ELLE: Your 2008 interview series with Sarah Palin has become an iconic moment in political journalism. When you're getting something really good from somebody on camera, is there a feeling that comes over you? Do you know that you're capturing a great moment on TV?
KC: Usually I'm so focused on doing the interview-asking the questions, getting the answers-that I don't think, Oh, this is incredible. With Governor Palin, I saw her more as a person than as a government official and I thought, Wow, she's having a hard time. I wasn't sure how it would play-you know, she's very polarizing. I thought her supporters would still support her and that those who didn't like her would dislike her more. And I think it had a big impact on undecided voters, who really hadn't made up their minds yet. But if you get too tripped up on, Wow, this is a great television moment, it would break your concentration. You have to be present. Though I certainly was cognizant of the fact that she was having a difficult time with some of the questions.
ELLE: You left your post at the CBS Evening News last year. Do you miss sitting in the anchor chair?

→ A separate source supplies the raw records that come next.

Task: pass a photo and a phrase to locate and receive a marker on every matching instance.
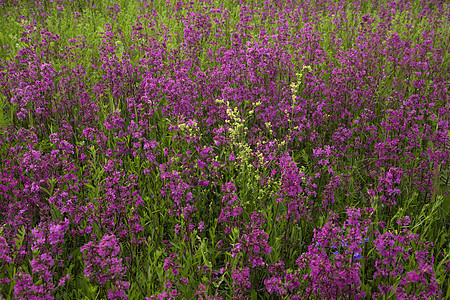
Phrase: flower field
(233, 149)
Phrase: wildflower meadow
(232, 149)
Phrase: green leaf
(254, 295)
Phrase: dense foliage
(233, 149)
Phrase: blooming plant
(213, 149)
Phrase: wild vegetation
(240, 149)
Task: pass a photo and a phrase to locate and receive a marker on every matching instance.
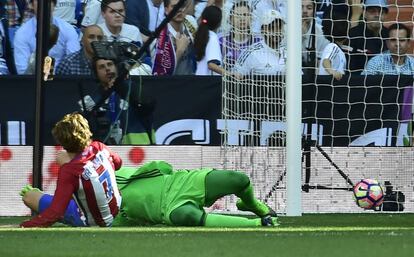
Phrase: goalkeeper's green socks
(217, 220)
(248, 202)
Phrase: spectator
(17, 12)
(207, 45)
(66, 10)
(92, 14)
(25, 44)
(240, 36)
(313, 40)
(395, 61)
(145, 14)
(80, 62)
(261, 7)
(200, 5)
(174, 48)
(120, 118)
(267, 57)
(6, 52)
(53, 36)
(4, 70)
(333, 60)
(114, 27)
(368, 37)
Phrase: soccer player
(87, 175)
(156, 194)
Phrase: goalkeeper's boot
(269, 221)
(262, 209)
(28, 188)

KC: I think it felt very restricting to me and confining. I'm really, really glad I did it-I got to cover some amazing news stories. I got to be on the forefront of the earthquake in Haiti and the Arab uprising in Tahrir Square, and obviously one of the most historic elections in history. I feel very privileged that I was able to do it, that I sat in the chair, and I also feel great that I realized it wasn't necessarily the best use of my talent. And I think that's a really important lesson for people-that they have to be honest with themselves and what gives them joy. I'm much better suited to a more interactive format, where I can be a little more spontaneous and conversational and relaxed. And I think it wasn't a perfect fit, but I had a lot of fun trying on the suit.

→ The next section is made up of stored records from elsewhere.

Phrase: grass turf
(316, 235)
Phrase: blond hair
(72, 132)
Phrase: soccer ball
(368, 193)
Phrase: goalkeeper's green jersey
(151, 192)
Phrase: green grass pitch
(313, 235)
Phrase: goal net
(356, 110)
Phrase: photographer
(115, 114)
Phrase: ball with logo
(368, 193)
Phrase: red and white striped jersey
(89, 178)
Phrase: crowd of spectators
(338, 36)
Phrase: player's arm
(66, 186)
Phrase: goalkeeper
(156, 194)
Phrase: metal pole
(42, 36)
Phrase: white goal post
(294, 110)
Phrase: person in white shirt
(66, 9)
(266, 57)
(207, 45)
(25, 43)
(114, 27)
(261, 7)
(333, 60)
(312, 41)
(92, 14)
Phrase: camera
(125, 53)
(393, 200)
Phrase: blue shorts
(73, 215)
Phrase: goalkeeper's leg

ELLE: What part of moving to daytime are you looking forward to?
KC: I always say I'm five miles wide and half an inch deep-I'm a real generalist-but I think I've had experiences in my life and lived a life that has helped me figure out the questions people would want to ask in the audience. I've become pretty good at trying to synthesize complicated topics and make them accessible and understandable, which is really needed in an environment where we're being accosted with information fast and furiously on a daily basis. So I'm really looking forward to it. It's still a work in progress, kind of figuring it out, but I can't wait.